EU-Grenzwerte für Autoabgase: Merkel verteidigt Blockadehaltung
Die Kanzlerin ist in der Defensive, nachdem sie beim EU-Gipfel eine Abstimmung über Abgaslimits gestoppt hat. Die Opposition spricht von Lobbyismus.
BERLIN/BRÜSSEL dpa/afp | Im Streit um EU-Klimaschutzvorgaben für Autos hat Bundeskanzlerin Angela Merkel (CDU) die Blockade der Bundesregierung verteidigt. „Wir haben uns in der Tat dafür eingesetzt, dass die Abstimmung [...] nicht stattgefunden hat“, bestätigte Merkel am Freitag nach dem EU-Gipfel in Brüssel.
Der Ausschuss der Botschafter der 27 EU-Staaten hätte eigentlich am Donnerstag über einen bereits am Montag erzielten Kompromiss zu CO2-Auflagen für Autos abstimmen sollen. Die Einigung der Unterhändler sah vor, dass die CO2-Höchstgrenze für den Durchschnitt der Flotte jedes Autobauers in der Zeit von 2015 bis 2020 von 120 auf 95 Gramm sinkt.
Bis 2025 sollen die Grenzen noch strenger werden. Schon diese Zahlen waren ein Kompromiss, der aber den deutschen Herstellern schwerer Limousinen noch zu weit ging.
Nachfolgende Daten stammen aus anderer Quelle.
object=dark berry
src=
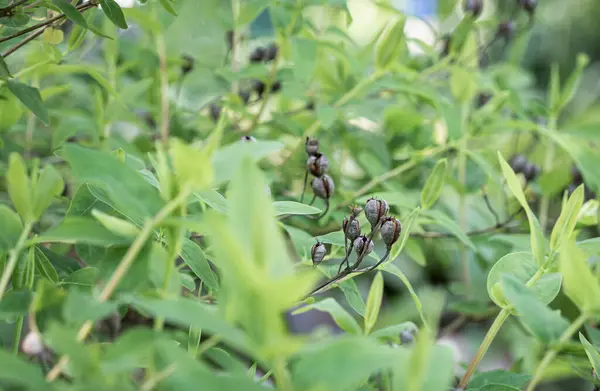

„Wir haben die Ergebnisse der Verhandlungen sehr kurzfristig bekommen“, sagte Merkel in Bezug auf den am Montag erzielten Kompromiss. „Es geht hier um die Gemeinsamkeit von umweltpolitischen Zielen und industriepolitischen Zielen und da geht es auch um Beschäftigung“, betonte Merkel. „Und deshalb brauchen wir Zeit um das Ganze zu prüfen und zu bewerten und zu überlegen, was wir dann tun. Und um diese Zeit haben wir gebeten und deshalb hat die Abstimmung nicht stattgefunden.“
Neuverhandlungen frühestens im Herbst
Die Kanzlerin mache "Lobbyarbeit für die Konzerninteressen von Daimler, BMW und Volkswagen", sagte die Chefin der Grünen-Fraktion im Bundestag, Renate Künast. "Das ist skandalös."
Merkels Taktik sei "nicht nur umweltpolitisch kontraproduktiv, sie ist auch wirtschaftsfeindlich, weil sie Innovationen in sparsame Fahrzeuge ausbremst", führte Vorstand Eberhard Brandes aus. "Die Bleifußkanzlerin hintertreibt den Klimaschutz", teilte der WWF Deutschland mit.
Greenpeace-Verkehrsexpertin Franziska Achterberg warf Merkel vor, "demokratische Prozess zu kidnappen und andere Regierungen einzuschüchtern, um einige wenige Luxusauto-Hersteller zu hätscheln". Die Rechnung müssten alle Autofahrer zahlen, egal welchen Wagen sie führen.
Laut Vize-Regierungssprecher Georg Streiter werde es voraussichtlich im Herbst Nachverhandlungen mit Brüssel geben. "Es ist keine Absage, sondern eine Verschiebung." Es gelte unverändert, dass auch der europäische Verkehrssektor seinen Beitrag zu den ambitionierten Klimaschutzzielen leisten müsse.
Kroatien könnte Mehrheitsverhältnisse kippen
"Gleichzeitig brauchen wir aber auch eine faire Lösung, die den Besonderheiten der deutschen Automobilindustrie Rechnung trägt", unterstrich Streiter. Die deutschen Autobauer seien ein Innovations- und Wachstumsmotor für ganz Europa.
Mit der Verschiebung der Abstimmung kann Berlin die Einführung der strengeren Regeln erheblich hinausschieben, wenn nicht ganz verhindern. Nach derzeitiger Gemengelage hätte Deutschland laut Diplomaten nicht genug Unterstützung, um eine Verabschiedung zu blockieren. Doch abgestimmt wird nun erst unter der Ratspräsidentschaft Litauens, die am 1. Juli beginnt. Dann ist Kroatien als 28. EU-Mitglied mit an Bord - und gemeinsam mit den Kroaten könnten die Deutschen eine Sperrminorität zusammenbringen, sagte ein weiterer Diplomat.
SPD und Grüne warfen Merkel vor, sich längst von der Klima- zur Autokanzlerin gewandelt zu haben. Der ökologische Verkehrsclub VCD sprach von einem "unglaublich arrogantem Verhalten" der Regierung zugunsten der "Dinosaurier der Autoindustrie".